Four women took the case claiming the Southwestern Area Health Board (SWAHB) were obliged to pay all or part of the cost of a home midwife under section 62 of the Act.

They were: Ms Sarah Clarke, Ballyvass, Castledermot, Co Kildare; Ms Melissa Lockhart, Craddockstown Road, Naas, Co Kildare; Ms Anne Brannick, Quill Road, Kilmacanogue, Co Wicklow, and Ms Caroline O'Brien, Ballinclea, Glen of Imaal, Co Wicklow.

One of the appellants, Ms Brannick, had also argued that that it was discriminatory for one health board not to provide home midwifery services available in other health board regions.

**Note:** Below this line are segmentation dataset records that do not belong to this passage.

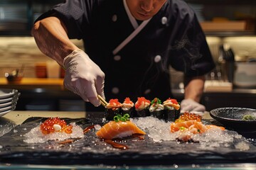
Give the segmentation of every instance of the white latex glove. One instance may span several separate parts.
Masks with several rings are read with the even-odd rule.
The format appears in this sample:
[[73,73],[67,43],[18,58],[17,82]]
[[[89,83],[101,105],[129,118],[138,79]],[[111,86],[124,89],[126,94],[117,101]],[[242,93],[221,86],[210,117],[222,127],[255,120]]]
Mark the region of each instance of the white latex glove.
[[64,86],[78,94],[85,101],[98,106],[97,95],[105,98],[105,74],[81,50],[74,50],[64,58]]
[[206,107],[192,99],[184,99],[181,102],[181,113],[188,111],[194,112],[204,112]]

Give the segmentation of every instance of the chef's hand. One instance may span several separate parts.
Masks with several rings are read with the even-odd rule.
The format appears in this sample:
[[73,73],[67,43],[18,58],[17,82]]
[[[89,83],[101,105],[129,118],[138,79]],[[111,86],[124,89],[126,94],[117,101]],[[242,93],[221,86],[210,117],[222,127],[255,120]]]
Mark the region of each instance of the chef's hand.
[[74,50],[64,59],[64,86],[85,101],[100,106],[97,95],[105,98],[105,74],[81,50]]
[[181,112],[204,112],[206,107],[192,99],[184,99],[181,102]]

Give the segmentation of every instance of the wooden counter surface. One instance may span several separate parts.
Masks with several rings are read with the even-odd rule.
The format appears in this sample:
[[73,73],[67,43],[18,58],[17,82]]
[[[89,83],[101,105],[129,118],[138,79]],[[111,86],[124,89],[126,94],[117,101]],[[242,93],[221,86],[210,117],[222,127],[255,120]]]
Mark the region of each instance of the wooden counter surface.
[[0,88],[8,89],[53,88],[63,89],[63,79],[23,78],[19,82],[9,82],[5,77],[0,78]]

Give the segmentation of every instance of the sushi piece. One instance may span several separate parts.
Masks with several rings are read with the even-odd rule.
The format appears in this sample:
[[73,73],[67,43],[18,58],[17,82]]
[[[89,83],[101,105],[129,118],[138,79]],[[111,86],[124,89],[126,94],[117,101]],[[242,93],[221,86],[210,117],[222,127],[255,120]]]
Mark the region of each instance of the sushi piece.
[[121,105],[117,98],[110,100],[105,106],[105,118],[107,120],[113,120],[115,115],[120,113]]
[[116,138],[123,138],[131,136],[133,134],[145,135],[146,133],[139,129],[134,123],[123,117],[116,118],[105,124],[96,132],[96,135],[102,139],[112,140]]
[[181,106],[176,99],[169,98],[163,103],[166,109],[164,113],[164,120],[166,121],[174,122],[179,118],[181,114]]
[[149,106],[150,101],[146,99],[144,97],[138,97],[135,103],[136,116],[146,117],[150,115]]
[[203,125],[201,119],[193,113],[186,113],[182,118],[171,123],[171,132],[178,133],[177,140],[182,142],[195,142],[193,136],[196,134],[206,132],[209,129],[216,128],[224,130],[225,128],[213,125]]
[[122,115],[124,115],[127,113],[130,115],[131,118],[133,117],[134,103],[131,101],[131,99],[129,97],[124,99],[124,102],[121,105],[121,108],[122,108]]
[[164,107],[161,104],[161,100],[158,98],[154,98],[149,107],[151,115],[159,119],[162,119],[165,113]]

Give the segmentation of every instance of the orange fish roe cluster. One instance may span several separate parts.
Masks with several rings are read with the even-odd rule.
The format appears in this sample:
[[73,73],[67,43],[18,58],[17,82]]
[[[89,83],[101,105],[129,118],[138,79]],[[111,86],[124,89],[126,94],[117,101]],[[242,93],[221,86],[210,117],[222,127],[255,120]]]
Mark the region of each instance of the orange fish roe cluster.
[[144,97],[139,97],[137,101],[135,103],[135,108],[138,108],[143,103],[143,102],[150,103],[150,101],[146,100]]
[[53,127],[54,125],[59,125],[61,127],[61,129],[58,130],[58,132],[63,132],[68,134],[72,133],[73,125],[67,125],[66,122],[64,120],[60,120],[59,118],[48,118],[41,124],[40,129],[43,134],[47,135],[55,132],[55,129]]
[[196,120],[198,122],[200,122],[201,120],[201,116],[199,115],[196,115],[194,113],[191,113],[188,112],[185,112],[184,114],[181,115],[178,119],[176,119],[175,120],[175,123],[178,123],[178,122],[184,122],[184,121],[188,121],[188,120]]
[[133,102],[131,101],[131,99],[129,98],[129,97],[127,97],[125,99],[124,99],[124,103],[127,103],[127,104],[132,104]]

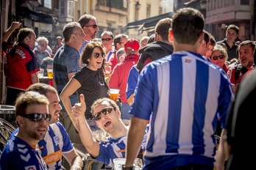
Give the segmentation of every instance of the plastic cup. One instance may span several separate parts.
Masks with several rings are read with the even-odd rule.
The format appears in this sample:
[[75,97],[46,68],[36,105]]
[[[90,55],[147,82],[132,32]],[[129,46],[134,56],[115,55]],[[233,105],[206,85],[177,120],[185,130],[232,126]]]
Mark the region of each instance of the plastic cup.
[[119,91],[119,89],[110,89],[110,98],[116,102],[118,98]]
[[53,78],[52,69],[47,69],[47,76],[48,76],[49,78]]
[[113,160],[114,163],[114,170],[121,170],[122,165],[125,164],[126,158],[115,158]]
[[38,72],[38,78],[43,78],[43,73],[44,73],[44,70],[40,68],[40,70]]

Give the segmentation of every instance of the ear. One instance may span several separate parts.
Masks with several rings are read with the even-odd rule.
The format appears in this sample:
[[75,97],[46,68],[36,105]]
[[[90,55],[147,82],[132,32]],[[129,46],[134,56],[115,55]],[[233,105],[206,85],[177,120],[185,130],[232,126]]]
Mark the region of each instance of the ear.
[[115,109],[115,113],[118,116],[118,117],[121,119],[121,111],[119,109]]
[[23,126],[24,124],[24,120],[21,116],[17,116],[16,117],[16,122],[19,126]]
[[174,42],[174,32],[172,32],[171,29],[169,29],[169,34],[168,34],[168,38],[171,43]]

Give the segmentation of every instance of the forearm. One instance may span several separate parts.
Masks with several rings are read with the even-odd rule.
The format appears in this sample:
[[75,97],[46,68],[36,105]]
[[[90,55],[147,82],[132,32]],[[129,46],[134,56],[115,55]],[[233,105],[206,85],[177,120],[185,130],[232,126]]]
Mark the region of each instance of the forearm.
[[93,157],[97,157],[99,154],[99,144],[93,136],[85,118],[78,119],[78,131],[81,141],[88,152]]
[[82,169],[83,167],[82,158],[77,155],[72,161],[70,169]]
[[39,79],[36,73],[31,75],[30,78],[31,78],[31,81],[32,84],[39,83]]
[[215,169],[224,169],[225,160],[228,158],[228,148],[226,141],[227,130],[222,130],[221,140],[218,147],[216,155],[215,157]]
[[132,117],[128,131],[127,144],[126,148],[126,163],[127,167],[133,165],[134,160],[140,151],[141,142],[145,134],[147,120]]

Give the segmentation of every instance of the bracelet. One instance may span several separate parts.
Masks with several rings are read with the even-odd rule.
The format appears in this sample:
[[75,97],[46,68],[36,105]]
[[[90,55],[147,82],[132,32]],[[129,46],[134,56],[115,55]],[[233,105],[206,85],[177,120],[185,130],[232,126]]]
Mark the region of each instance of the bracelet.
[[134,167],[133,166],[125,166],[125,165],[122,165],[122,170],[133,170]]

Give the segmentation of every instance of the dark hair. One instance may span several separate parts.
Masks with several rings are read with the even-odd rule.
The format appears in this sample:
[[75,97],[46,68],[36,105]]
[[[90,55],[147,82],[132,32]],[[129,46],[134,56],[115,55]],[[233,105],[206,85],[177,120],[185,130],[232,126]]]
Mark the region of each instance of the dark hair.
[[80,24],[77,22],[68,23],[63,28],[63,37],[65,42],[68,42],[71,34],[77,29],[78,27],[81,27]]
[[28,37],[31,38],[32,34],[35,34],[33,29],[29,28],[21,29],[17,34],[17,40],[13,43],[13,48],[10,50],[10,56],[14,56],[15,53],[15,48],[19,42],[24,42],[24,39]]
[[118,42],[120,42],[121,38],[121,37],[125,37],[125,38],[129,38],[128,35],[126,34],[117,34],[115,35],[115,38],[114,38],[114,45],[115,45],[115,48],[116,48],[117,45],[116,44]]
[[36,92],[40,93],[40,95],[46,96],[47,92],[52,92],[58,94],[57,89],[46,84],[42,84],[42,83],[36,83],[32,84],[26,92]]
[[[81,53],[81,59],[80,62],[82,64],[88,64],[89,62],[88,59],[93,57],[93,52],[95,48],[99,48],[102,53],[105,53],[104,50],[103,49],[103,47],[102,45],[96,42],[91,42],[87,43],[85,47],[84,48],[82,53]],[[104,72],[105,72],[105,58],[104,57],[102,67],[99,69],[100,74],[102,76],[104,76]]]
[[182,8],[172,16],[171,29],[179,43],[195,44],[202,33],[204,26],[204,15],[193,8]]
[[161,36],[163,41],[168,41],[169,29],[171,26],[171,19],[166,18],[158,21],[155,26],[154,32],[157,32]]
[[236,32],[237,34],[239,34],[239,28],[238,28],[238,26],[237,26],[235,25],[233,25],[233,24],[229,25],[227,28],[226,32],[227,32],[227,30],[229,30],[229,29],[233,29],[233,30],[235,30],[235,32]]
[[85,14],[80,17],[78,20],[78,23],[80,23],[82,29],[87,26],[90,21],[96,20],[96,18],[90,14]]

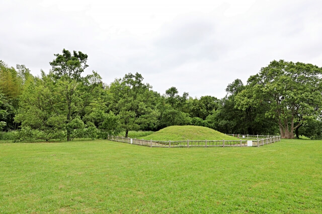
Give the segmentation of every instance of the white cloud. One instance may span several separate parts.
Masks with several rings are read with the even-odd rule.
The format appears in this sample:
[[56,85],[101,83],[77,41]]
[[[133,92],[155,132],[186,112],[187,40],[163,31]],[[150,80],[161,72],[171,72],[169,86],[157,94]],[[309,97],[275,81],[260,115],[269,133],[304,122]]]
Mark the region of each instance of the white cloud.
[[34,74],[65,48],[107,83],[138,72],[161,94],[221,98],[273,60],[322,66],[319,1],[3,2],[0,59]]

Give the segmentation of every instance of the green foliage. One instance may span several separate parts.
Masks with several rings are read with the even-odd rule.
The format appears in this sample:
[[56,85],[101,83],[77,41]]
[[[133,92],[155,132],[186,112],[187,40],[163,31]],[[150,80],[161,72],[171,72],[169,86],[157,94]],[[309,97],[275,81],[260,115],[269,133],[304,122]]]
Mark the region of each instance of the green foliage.
[[153,108],[157,95],[143,79],[140,74],[129,73],[122,79],[116,79],[108,90],[109,109],[119,116],[126,137],[129,130],[156,125],[158,113]]
[[322,105],[322,68],[309,64],[274,61],[251,76],[236,97],[236,106],[267,106],[265,116],[278,125],[282,138],[294,137],[295,129],[316,118]]
[[17,131],[0,132],[0,140],[12,140],[16,142],[18,139],[18,131]]
[[74,51],[72,55],[69,51],[63,49],[62,55],[57,54],[54,55],[56,59],[49,64],[52,67],[55,77],[57,79],[65,76],[77,81],[80,79],[80,74],[88,67],[86,64],[87,55],[80,51],[77,53]]
[[107,139],[108,135],[117,135],[121,131],[120,116],[110,111],[104,115],[104,121],[100,126],[101,136],[103,139]]
[[[153,134],[154,132],[154,131],[129,131],[128,137],[133,139],[142,139],[142,137]],[[124,137],[125,136],[125,132],[121,132],[119,135]]]

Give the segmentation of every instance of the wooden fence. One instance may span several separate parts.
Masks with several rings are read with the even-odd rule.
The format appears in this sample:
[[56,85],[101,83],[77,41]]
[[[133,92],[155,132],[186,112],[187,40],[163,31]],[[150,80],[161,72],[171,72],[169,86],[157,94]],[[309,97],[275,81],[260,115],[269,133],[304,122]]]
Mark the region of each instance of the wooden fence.
[[[234,136],[239,138],[236,140],[184,140],[169,141],[159,140],[147,140],[135,139],[126,138],[122,137],[116,137],[109,136],[108,139],[113,141],[122,142],[135,145],[150,146],[151,147],[215,147],[220,146],[259,146],[275,143],[281,141],[280,136],[269,135],[238,135],[238,136],[234,134],[228,135]],[[242,140],[242,139],[248,139],[249,140]]]

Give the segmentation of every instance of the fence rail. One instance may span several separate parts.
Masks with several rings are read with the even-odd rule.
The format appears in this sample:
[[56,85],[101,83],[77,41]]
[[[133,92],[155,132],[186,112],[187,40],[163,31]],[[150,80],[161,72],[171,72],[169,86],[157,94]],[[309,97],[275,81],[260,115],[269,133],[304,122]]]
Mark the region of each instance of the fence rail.
[[[131,144],[150,146],[150,147],[193,147],[215,146],[260,146],[269,143],[281,141],[280,136],[250,135],[228,134],[238,138],[236,140],[184,140],[184,141],[159,141],[147,140],[143,139],[129,138],[123,137],[109,136],[108,139],[113,141],[127,143]],[[251,139],[242,140],[242,139]]]

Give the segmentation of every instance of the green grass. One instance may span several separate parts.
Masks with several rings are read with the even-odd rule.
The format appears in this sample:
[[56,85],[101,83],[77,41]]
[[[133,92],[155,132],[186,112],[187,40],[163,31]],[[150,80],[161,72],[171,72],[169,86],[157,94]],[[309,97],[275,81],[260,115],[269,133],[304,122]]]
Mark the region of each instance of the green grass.
[[322,141],[0,144],[0,213],[321,213]]
[[231,140],[237,138],[202,126],[172,126],[165,128],[143,139],[152,140]]
[[[130,138],[142,139],[142,137],[150,135],[153,133],[152,131],[129,131],[128,137]],[[118,135],[119,136],[125,137],[125,132],[123,131]]]

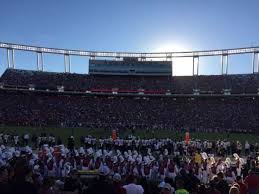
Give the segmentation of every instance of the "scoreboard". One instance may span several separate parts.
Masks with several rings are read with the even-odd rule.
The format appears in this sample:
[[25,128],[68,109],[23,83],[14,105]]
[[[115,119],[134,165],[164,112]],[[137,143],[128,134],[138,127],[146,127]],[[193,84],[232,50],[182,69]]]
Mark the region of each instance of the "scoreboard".
[[89,73],[99,75],[172,75],[172,61],[144,61],[138,58],[123,60],[89,60]]

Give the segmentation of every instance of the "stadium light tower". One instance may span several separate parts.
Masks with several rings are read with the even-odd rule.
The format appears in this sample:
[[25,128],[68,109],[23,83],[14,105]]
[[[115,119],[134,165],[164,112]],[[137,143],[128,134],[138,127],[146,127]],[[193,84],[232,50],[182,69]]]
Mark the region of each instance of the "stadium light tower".
[[228,55],[227,54],[221,55],[221,74],[222,75],[228,74]]

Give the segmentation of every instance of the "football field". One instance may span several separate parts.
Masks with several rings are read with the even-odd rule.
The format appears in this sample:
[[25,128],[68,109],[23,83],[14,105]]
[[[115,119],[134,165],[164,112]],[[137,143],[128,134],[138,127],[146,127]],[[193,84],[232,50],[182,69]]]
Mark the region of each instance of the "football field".
[[[74,136],[76,145],[80,145],[80,137],[92,135],[96,138],[107,138],[110,137],[112,132],[111,130],[104,129],[86,129],[86,128],[52,128],[52,127],[0,127],[0,132],[9,133],[9,134],[18,134],[22,135],[24,133],[35,134],[39,136],[41,133],[46,133],[47,136],[50,134],[60,137],[63,143],[67,143],[67,138],[71,135]],[[128,135],[131,135],[131,130],[120,130],[119,137],[125,138]],[[175,132],[171,130],[135,130],[134,135],[140,138],[172,138],[174,140],[184,140],[185,132]],[[240,133],[200,133],[192,132],[190,133],[191,139],[200,139],[200,140],[231,140],[231,141],[240,141],[244,143],[246,140],[249,143],[259,143],[258,134],[240,134]]]

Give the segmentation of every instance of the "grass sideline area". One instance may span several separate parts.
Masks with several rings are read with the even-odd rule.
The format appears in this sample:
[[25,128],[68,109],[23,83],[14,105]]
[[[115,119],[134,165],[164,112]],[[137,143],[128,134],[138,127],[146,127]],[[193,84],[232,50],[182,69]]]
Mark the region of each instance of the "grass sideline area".
[[[86,129],[86,128],[52,128],[52,127],[0,127],[0,132],[7,132],[10,134],[19,134],[22,135],[24,133],[36,134],[37,136],[41,133],[45,132],[47,135],[53,134],[56,137],[60,137],[63,143],[67,143],[67,138],[71,135],[75,137],[75,143],[77,146],[80,145],[80,137],[92,135],[96,138],[106,138],[111,136],[112,132],[110,130],[103,129]],[[119,132],[120,137],[127,137],[131,134],[131,130],[124,130]],[[149,130],[135,130],[135,136],[140,138],[172,138],[176,140],[184,140],[185,132],[175,132],[171,130],[155,130],[154,134]],[[242,144],[246,140],[250,143],[259,143],[259,136],[255,134],[239,134],[239,133],[200,133],[200,132],[191,132],[191,139],[200,139],[200,140],[224,140],[228,139],[231,141],[240,141]]]

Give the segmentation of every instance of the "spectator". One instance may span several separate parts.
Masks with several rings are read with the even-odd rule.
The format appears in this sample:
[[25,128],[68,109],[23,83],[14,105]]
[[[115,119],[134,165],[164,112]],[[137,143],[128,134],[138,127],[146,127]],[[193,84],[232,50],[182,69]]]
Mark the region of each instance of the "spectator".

The Court ruled that health boards are entitled to formulate different policies on how they provide services on condition those poilicies are not "wholly unreasonable".

Speaking after today's judgment, Ms Krysia Lynch of the Home Birth Association of Ireland said: "This ruling has removed choice from lower socio-economic groups. Women who cannot afford private medical care will now be forced to have their babies in hospital."

Ms Helen McMahon, who gave birth to her children at home said she was "completely devastated" by today's ruling. She said: "It's so unfair, there was a grant for home births, now it's gone."